Fueron 16 años de sospechas, pero ninguna de ellas fue estudiada en profundidad. O al menos, no a tiempo. Si lo hubiesen hecho, habrían encontrado al autor de una serie de asesinatos, un criminal sin mínimas intenciones de detenerse.
Charles Cullen pasó por nueve hospitales en Estados Unidos. Era un enfermero educado, puntual, de aspecto escuálido y una mirada tristona. Sus compañeros de trabajo pensaban que era inofensivo y que mostraba preocupación.
Sin embargo, él tenía intenciones extremadamente distintas. Revisaba indebidamente las fichas de los pacientes y —cuando pensaba que nadie lo veía— tomaba sustancias inadecuadas y las ponía en sus bolsas de suero. El resultado: la muerte.
Una paciente oncológica de 91 años dijo en una ocasión que había visto a “un enfermero furtivo” inyectarle un elemento en la noche, mientras estaba media dormida.
Insistió que no era el que le habían asignado, pero ni sus familiares ni los médicos le creyeron. Más bien, lo consideraron poco probable y descartaron su testimonio.
La mujer murió al día siguiente. Fue solo una de las víctimas que falleció a causa de las acciones de Cullen.
Tras casi dos décadas, la policía pudo identificarlo. Y para que confesara, recurrieron al apoyo de una de sus colegas, quien tuvo un papel crucial en hacerlo caer.
Quién es Charles Cullen y cómo llegó a ser enfermero
Nació el 22 de febrero de 1960 como el menor de ocho hermanos. Vivían en West Orange, Nueva Jersey. Su padre, Edmund, fue un transportista escolar que murió cuando era pequeño, mientras que su madre, Florece Ward, se dedicaba al cuidado de la familia.
Él mismo relató cuando se destapó el caso que su infancia fue una época oscura.
Según declaraciones rescatadas por Infobae, en su casa era frecuentemente maltratado por los novios de sus hermanas mayores. Por otro lado, en el colegio sufría de bullying por parte de sus compañeros. No había lugar en el que se sintiera a salvo.
Por ese periodo, cuando tenía 9 años, trató de atentar contra su vida por primera vez al ingerir unas sustancias químicas. En los años siguientes, volvió a intentarlo en varias ocasiones hasta su adultez.
Cuando iba en su último curso de enseñanza media, su madre también falleció a raíz de un accidente en automóvil. Cullen quedó destrozado.

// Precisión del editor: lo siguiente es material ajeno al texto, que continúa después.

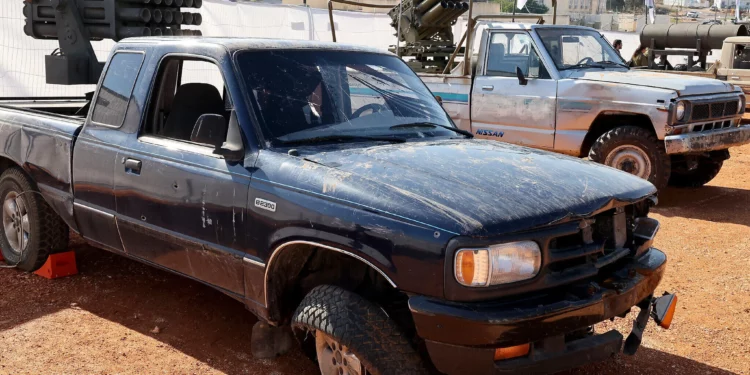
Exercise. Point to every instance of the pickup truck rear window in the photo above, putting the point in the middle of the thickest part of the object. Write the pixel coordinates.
(310, 94)
(114, 95)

Buscó una oportunidad en la Armada de Estados Unidos. Se alistó en 1978 y fue asignado a una división de tripulantes de submarinos que cargaban misiles de combate.
Aprobó tanto los exámenes físicos como psicológicos y llegó a pasar meses sumergiéndose en las naves con sus compañeros, pero con el tiempo se percataron de señales extrañas en su comportamiento.
Un día, tras mantenerse un año en la institución, un oficial lo encontró en la sala de control de misiles con una máscara quirúrgica, un delantal médico y guantes de látex.
Le pareció sospechoso, así que optaron por enviarlo a otro puesto en una nave de carga, hasta que en 1984 fue expulsado bajo el argumento de que tenía problemas en su salud mental. Antes de que tomaran esa decisión, Cullen había tratado de matarse nuevamente.
Ya fuera de la Armada, decidió inscribirse en la Escuela de Enfermería de Mountainside en Montclair, la cual permitía estudiar dos años para sacar el título.
Con la acreditación en mano, encontró su primer trabajo como profesional de la salud en la unidad de quemados del Centro Médico St. Barnabas, ubicado en Livingston. Dicho lugar sería el escenario de sus primeros crímenes contra pacientes.
Una fachada profesional, violencia doméstica y sigilosos asesinatos
Al poco tiempo de obtener el empleo, Cullen conoció a una mujer llamada Adrienne Taub y empezaron una relación, para luego casarse rápidamente. Tuvieron dos hijas y la primera de ellas nació antes de que cumplieran un año en pareja.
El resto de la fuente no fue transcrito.